June 19, 20183min1286

‘Flaws’ in Japan’s Biggest Crypto Exchanges Will See Regulator’s Warnings

A handful of major Japanese exchanges including bitFlyer, Japan’s biggest and best-funded crypto trading platform, are facing business improvement orders from the country’s financial regulator and watchdog.

A failure to comply with anti-money laundering (AML) guidelines will see at least five cryptocurrency exchange operators receive ‘business improvement orders’ from Japan’s Financial Services Agency (FSA), a Nikkei report on Tuesday has revealed.

The five exchanges on the FSA’s whipping list are notably registered with the regulator to operate a domestic trading platform in the country. They include bitFlyer, Quoine, Bitbank, BitPoint Japan and BtcBox, the report added.

The FSA discovered ‘flaws’ in the exchanges’ internal management systems at a time when their holdings of customer assets increase exponentially. Those flaws reportedly include reporting procedures to flag suspicious transactions that could reveal instances of money laundering, according to the FSA investigation. Those business improvement orders are expected to be handed down by the regulator by the end of the week.

The FSA has notably ramped up its scrutiny into Japan’s domestic crypto exchange industry following the half-a-billion-dollar hack of unregistered Tokyo-based exchange operator Coincheck in January this year, now seen as the biggest crypto theft in history.

The regulator began ‘spot checks’ across a number of exchanges, both registered and unregistered, in February. The FSA soon discovered a number of ‘legitimate’ concerns including lax security standards used in exchanges, a lack of experts employed to look into internal auditing and cybersecurity measures, among others.

Come March, the FSA struck two exchanges with month-long business suspension orders while dishing out improvement orders to five other exchanges including Coincheck.

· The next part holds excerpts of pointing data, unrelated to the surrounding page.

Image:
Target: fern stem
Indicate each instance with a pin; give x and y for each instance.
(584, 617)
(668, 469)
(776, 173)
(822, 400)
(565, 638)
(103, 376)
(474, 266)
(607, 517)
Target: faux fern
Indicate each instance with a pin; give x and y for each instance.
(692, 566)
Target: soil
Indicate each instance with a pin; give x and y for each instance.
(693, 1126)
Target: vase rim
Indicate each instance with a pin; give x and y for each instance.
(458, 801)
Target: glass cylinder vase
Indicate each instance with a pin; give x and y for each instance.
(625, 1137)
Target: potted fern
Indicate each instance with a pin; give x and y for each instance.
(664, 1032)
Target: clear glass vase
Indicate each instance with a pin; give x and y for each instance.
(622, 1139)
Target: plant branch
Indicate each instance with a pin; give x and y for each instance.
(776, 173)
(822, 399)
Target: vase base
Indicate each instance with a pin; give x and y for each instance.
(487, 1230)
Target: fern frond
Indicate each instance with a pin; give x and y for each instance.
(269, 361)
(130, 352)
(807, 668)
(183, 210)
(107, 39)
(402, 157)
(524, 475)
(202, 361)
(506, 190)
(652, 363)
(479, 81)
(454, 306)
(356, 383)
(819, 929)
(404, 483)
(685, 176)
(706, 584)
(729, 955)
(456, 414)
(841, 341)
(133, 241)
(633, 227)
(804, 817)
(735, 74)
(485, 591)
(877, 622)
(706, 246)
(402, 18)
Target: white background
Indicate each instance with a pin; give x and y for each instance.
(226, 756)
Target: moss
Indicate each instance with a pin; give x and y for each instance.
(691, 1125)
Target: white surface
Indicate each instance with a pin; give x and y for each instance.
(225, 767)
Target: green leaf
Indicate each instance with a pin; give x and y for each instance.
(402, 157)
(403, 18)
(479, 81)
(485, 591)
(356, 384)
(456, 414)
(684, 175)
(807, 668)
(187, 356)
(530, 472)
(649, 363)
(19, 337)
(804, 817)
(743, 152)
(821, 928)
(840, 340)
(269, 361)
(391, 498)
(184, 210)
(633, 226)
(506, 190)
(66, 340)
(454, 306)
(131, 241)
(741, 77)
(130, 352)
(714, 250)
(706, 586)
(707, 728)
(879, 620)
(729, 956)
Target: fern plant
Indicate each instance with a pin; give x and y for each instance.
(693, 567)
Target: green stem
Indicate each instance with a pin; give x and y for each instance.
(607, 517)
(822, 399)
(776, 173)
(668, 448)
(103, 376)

In late April, Japan’s sixteen registered and licensed exchanges operators launched a self-regulatory body to keep themselves in check in addition to establishing guidelines for initial coin offerings (ICOs) in Japan. The measure didn’t stop the FSA from forcing exchange operators to de-list anonymous, privacy-centric coins like Monero later that month.

Earlier this month, the FSA issued its first official rejection of a cryptocurrency exchange application from Yokohama-based operator FSHO, after having faced two suspension orders and a failure to implement a “drastic reform of its management system” and comply with AML/CFL laws and regulations, as alleged by the regulator.